Guillows is still around! Get a model plane kit, and relive your youth.
This was buried in a comment, supplied by frequent commenter Emmett [THANKS] ... Guillows is still around, still making those great model airplane kits. Perfect summer occupation.
Takes me straight back to youth. I used to have a rudimentary two-buck rubber band model that would do two perfect loops and land at my feet. Best plane I ever had.
FireworksLand.com: What’s an M-80?
Bit of history. Cherry bombs used to be the delinquent weapon-of-choice for disrupting classes. Dropped in a toilet and flushed, it would blow up a toilet with fragrant results. Back then, an irate principal or disciplinarian would suspend the delinquent for a period of days or weeks. Today, you’d likely get bomb squads, antiterrorism troops ... the child frogmarched off to jail.
HackedEducation: Is It Time to Give Up on Computers in Schools?
“Computers and mainframes and networks are points of control. They are tools of surveillance. Databases and data are how we are disciplined and punished. Quite to the contrary of Seymour’s hopes that computers will liberate learners, this will be how we are monitored and managed. Teachers. Students. Principals. Citizens. All of us.” Interesting; a bit too panicked about surveillance perhaps. A computer’s never yet reached out and whacked my wrist with a ruler.

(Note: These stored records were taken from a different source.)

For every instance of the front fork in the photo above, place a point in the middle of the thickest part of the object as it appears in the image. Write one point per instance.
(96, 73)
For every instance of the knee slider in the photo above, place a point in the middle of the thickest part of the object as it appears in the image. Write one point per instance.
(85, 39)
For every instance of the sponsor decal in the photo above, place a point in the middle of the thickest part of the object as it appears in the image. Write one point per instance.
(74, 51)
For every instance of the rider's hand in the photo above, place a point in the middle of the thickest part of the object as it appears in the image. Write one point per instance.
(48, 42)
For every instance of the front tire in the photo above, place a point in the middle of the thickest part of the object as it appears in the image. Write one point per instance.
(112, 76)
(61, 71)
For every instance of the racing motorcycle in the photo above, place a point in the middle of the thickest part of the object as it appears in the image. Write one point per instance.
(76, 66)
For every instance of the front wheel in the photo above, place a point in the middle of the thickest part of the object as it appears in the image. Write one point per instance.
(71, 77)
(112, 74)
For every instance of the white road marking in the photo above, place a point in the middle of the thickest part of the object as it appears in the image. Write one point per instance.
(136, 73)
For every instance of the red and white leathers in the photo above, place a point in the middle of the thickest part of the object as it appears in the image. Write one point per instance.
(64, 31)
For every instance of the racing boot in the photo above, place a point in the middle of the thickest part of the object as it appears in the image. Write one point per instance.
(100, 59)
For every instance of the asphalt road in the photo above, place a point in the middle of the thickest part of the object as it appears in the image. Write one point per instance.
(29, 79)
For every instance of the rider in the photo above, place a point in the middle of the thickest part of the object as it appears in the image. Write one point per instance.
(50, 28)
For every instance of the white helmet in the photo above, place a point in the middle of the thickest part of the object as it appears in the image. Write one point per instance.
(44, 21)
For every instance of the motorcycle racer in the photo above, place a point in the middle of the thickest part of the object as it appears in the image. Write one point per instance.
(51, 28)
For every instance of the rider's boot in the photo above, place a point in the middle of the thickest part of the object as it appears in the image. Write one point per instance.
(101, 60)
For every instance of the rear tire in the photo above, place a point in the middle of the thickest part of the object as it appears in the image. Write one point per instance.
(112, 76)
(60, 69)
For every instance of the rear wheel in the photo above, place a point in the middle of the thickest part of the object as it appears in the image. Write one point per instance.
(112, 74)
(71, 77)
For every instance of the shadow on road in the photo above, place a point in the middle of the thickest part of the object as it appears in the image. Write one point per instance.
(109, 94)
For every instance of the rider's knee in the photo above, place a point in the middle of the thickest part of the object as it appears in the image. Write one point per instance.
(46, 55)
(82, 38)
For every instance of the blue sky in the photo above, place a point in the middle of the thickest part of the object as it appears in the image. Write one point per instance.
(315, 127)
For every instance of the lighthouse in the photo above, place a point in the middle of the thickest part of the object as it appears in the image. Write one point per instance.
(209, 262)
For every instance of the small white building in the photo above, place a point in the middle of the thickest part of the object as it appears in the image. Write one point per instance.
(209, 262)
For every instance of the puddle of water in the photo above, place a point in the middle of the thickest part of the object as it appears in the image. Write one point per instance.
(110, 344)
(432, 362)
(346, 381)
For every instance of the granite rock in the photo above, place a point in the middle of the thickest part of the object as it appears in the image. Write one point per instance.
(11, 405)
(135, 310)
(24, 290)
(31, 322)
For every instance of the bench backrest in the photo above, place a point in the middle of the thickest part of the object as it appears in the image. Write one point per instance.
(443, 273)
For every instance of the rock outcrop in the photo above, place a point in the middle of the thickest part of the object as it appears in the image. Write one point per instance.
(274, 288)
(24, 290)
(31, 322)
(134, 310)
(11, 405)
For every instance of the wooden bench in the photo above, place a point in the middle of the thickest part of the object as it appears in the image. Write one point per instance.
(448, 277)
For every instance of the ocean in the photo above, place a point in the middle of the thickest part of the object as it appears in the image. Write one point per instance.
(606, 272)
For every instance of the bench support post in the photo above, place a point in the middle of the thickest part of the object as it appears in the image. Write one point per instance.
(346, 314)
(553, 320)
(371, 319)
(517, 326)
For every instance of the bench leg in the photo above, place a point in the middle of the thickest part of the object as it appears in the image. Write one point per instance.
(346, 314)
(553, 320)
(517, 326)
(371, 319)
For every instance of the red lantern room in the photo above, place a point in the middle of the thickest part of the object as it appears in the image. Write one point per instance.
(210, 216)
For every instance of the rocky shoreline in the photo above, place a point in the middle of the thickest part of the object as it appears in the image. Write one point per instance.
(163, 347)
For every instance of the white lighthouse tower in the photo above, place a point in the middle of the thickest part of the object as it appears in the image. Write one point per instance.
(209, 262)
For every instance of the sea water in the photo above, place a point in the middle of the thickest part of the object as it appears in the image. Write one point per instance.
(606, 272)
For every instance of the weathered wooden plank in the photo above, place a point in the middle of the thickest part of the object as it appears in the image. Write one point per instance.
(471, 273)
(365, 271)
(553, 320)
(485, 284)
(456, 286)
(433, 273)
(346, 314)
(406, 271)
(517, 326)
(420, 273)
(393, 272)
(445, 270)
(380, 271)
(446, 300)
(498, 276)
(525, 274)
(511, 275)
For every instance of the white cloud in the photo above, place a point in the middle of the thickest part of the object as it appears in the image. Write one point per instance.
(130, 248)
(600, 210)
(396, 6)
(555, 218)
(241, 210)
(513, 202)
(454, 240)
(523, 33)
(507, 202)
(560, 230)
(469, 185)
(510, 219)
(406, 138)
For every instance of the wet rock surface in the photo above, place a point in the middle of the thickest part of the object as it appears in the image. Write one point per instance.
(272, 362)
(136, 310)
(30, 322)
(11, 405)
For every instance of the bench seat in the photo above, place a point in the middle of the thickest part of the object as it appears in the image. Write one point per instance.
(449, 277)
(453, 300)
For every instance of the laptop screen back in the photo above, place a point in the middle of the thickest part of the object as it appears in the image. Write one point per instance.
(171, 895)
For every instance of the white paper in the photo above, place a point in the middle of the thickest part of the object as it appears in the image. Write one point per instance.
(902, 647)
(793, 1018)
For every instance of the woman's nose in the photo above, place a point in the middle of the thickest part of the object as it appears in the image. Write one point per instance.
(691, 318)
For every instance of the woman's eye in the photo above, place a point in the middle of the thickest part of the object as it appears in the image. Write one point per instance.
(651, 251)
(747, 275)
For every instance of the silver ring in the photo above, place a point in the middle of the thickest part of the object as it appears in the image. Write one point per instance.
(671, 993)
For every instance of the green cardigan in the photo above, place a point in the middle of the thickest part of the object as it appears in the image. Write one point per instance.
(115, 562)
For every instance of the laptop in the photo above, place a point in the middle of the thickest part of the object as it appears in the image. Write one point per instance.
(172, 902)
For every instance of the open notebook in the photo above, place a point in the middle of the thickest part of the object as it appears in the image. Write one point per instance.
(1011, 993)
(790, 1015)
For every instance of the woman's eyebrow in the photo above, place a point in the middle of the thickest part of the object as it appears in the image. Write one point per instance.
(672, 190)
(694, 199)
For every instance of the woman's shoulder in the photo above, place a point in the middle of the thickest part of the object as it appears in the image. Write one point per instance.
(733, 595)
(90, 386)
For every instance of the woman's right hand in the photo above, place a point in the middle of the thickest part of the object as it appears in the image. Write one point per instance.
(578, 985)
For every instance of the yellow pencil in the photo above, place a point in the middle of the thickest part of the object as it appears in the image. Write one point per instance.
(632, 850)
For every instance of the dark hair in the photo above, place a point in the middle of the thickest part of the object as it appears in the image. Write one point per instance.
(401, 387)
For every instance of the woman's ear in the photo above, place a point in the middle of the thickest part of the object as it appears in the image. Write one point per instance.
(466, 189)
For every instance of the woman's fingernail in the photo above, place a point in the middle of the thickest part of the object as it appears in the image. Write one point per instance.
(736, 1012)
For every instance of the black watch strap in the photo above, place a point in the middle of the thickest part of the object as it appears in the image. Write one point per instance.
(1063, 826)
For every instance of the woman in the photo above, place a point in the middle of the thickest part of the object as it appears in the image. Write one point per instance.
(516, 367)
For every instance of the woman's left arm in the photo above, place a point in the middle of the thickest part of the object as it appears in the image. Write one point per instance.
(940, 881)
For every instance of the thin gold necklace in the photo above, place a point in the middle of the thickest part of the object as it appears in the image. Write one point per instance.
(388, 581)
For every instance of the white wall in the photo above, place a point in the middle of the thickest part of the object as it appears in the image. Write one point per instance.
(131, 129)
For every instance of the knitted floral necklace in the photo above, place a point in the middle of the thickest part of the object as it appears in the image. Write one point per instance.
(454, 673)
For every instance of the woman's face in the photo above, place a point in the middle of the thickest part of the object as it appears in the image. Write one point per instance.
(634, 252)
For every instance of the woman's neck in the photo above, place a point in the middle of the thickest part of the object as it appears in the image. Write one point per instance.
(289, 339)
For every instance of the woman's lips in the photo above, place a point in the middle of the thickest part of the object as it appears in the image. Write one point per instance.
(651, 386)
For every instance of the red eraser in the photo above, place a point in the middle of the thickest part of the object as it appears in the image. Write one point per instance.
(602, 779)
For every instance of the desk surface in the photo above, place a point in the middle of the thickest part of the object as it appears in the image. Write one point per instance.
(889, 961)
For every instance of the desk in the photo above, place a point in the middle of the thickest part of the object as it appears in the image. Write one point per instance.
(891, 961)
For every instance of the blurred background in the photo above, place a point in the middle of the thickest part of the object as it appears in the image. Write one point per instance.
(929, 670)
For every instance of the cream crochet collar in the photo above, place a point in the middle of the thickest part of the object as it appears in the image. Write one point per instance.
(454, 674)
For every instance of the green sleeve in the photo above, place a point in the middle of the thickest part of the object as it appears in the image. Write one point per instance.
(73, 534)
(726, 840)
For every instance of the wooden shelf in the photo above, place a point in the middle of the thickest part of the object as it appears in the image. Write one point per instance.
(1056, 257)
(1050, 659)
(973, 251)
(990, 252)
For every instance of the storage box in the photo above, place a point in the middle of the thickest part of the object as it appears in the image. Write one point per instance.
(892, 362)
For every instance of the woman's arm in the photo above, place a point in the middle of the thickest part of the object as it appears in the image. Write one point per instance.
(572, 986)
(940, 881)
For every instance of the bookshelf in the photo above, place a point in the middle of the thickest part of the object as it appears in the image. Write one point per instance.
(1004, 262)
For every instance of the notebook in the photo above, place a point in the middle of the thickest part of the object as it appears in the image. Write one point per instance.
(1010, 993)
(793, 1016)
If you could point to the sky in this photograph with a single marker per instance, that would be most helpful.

Atlantic: Don’t Call Kids ‘Smart’.
FiveThirtyEight: We Tried — And Failed — To Identify The Most Banned Book In America.
NPR: What Happened To The 9-Year-Old Smoking In Mary Ellen Mark’s Photo?
Just about what you’d expect. I suppose this is what bothers me about documentary photography; I’d want to help everyone.
NY Times: ISIS and the Lonely Young American.
Exactly what I’ve been concerned about. I suppose ‘pen pals’ no longer exist? The last thing I want to see is a young, lonely, hormonal teen be used by these folks. We need to give them alternatives. Now.
BBC: Freeze sperm at 18, bioethicist urges men.
“... the risks from fathering children later in life were ‘really quite small’.” Yet in America, you can’t donate to sperm banks over the age of 39. So who’s right?
Guernica: The Arts and Humanities Aren’t Worth a Dime.
“A liberal arts education teaches you how to think, not what to think; it produces informed, skeptical citizens capable of absorbing, weighing, and creating all sorts of knowledge. It may not teach you how to change your oil or program a website, but it prepares you to learn any skill, and most importantly, to question how any task is performed, challenge conventional wisdom, and introduce new processes.”